The same is true with the face of Muhammad, a face known only by Charlie Hebdo. Certainly, he was wearing a turban, that smelly cloth used by desert nomads as an air of holiness.

When Bolívar carried out his admirable campaign and crossed the Llanos [plains] and the mountains to reach that Bogotan village, where the inhabitants did not wash – as J.M. Espinosa tells us – he went a year without changing his uniform. The face is invented. The face of the soldier and that of the lover are not the same. Although, in both cases they fight happily in a sheet, and under the sheets.

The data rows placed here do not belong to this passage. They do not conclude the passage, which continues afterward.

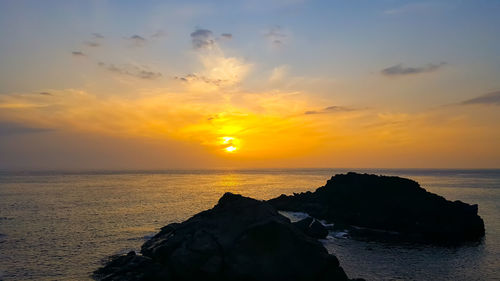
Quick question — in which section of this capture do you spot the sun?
[220,137,240,153]
[225,145,237,152]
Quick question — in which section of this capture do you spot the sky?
[0,0,500,170]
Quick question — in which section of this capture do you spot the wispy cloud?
[220,33,233,39]
[304,105,356,115]
[84,41,101,47]
[460,91,500,105]
[264,25,288,46]
[71,51,87,57]
[98,62,162,80]
[380,62,446,76]
[190,29,215,50]
[151,30,167,39]
[125,34,148,47]
[174,73,227,87]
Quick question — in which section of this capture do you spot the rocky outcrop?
[94,193,360,281]
[293,217,328,239]
[268,173,484,244]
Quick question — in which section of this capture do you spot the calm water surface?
[0,169,500,280]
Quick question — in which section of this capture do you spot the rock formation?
[94,193,360,281]
[268,173,484,244]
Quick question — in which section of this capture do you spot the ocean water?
[0,169,500,280]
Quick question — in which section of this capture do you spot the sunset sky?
[0,0,500,169]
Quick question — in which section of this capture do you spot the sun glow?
[220,137,239,153]
[226,146,237,152]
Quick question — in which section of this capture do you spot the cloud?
[84,41,101,47]
[460,91,500,105]
[125,34,148,47]
[264,25,288,46]
[304,105,356,115]
[0,122,53,136]
[190,29,215,50]
[151,30,167,38]
[380,62,446,76]
[174,73,227,87]
[269,65,290,82]
[71,51,87,57]
[98,62,162,80]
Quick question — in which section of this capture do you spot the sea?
[0,169,500,281]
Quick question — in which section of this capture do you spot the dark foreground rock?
[293,217,328,239]
[268,173,484,244]
[94,193,360,281]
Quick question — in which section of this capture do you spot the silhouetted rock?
[293,217,328,239]
[94,193,356,281]
[268,173,484,244]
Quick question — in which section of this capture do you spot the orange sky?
[0,1,500,169]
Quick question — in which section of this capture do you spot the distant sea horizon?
[0,168,500,281]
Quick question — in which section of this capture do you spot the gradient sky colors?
[0,0,500,169]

It is not the same to paint or do a portrait of a face, to see a face with hate or with love, although they are both imaginary. How many anti-Christian artists, through clerical urging, did not allow themselves to paint the crucified face with kindness?

And how many anti-Bolivarians did a portrait of the Liberator with hate in the 19th Century, leaving it uglier than it was? “He had a dark and tanned colouring.

His face was high and narrow towards his temples. He had thin cheeks and a long, straight and hooked nose. His mouth was firmly aligned, and delicately raised at the corners of the lips, which were moderately coloured and prominent: the upper lip was noticeably prominent, which was lined with a dark moustache, while the chin was low, square and cleft in the centre.

He had half-blond sideburns that contrasted with dark hair…” That was how a chronicler described him.

Portrait artists or chroniclers designed the faces of Jesus Christ or Bolívar from their faults, seeing it up close or at a distance. Others invented the face out of duty, because how many things are not made in this way: books, poems… right up to love ?

But the portraits done of the man from Caracas are of a long face, arched eyebrows, straight mouth, sharply-pointed chin, curled hair, mulatto hair.

Or as someone else states: “He had a face with an irresistible magnetism. His eyelids were slightly droopy, his eyes were sometimes smiling, and sometimes were dark fires, that were born in his pupils.”

How would the voyeuristic journalist describe the face of the crucified making love with Mary Magdalene?

It would certainly appear on stamps that show it looking to heaven for the father among clouds and saying: “Why have you abandoned me?”

There is undoubtedly a trace left behind for each face, because it is not the same for a president proclaiming a speech, as when he was going to the toilet. Muhammad, Jesus Christ, Buddha.. They did not have a face. Their portraits are the likeness of an invention. God does not have it. Yet in museums there are always objects: the headdress, the crown… and the never returned rusted sword.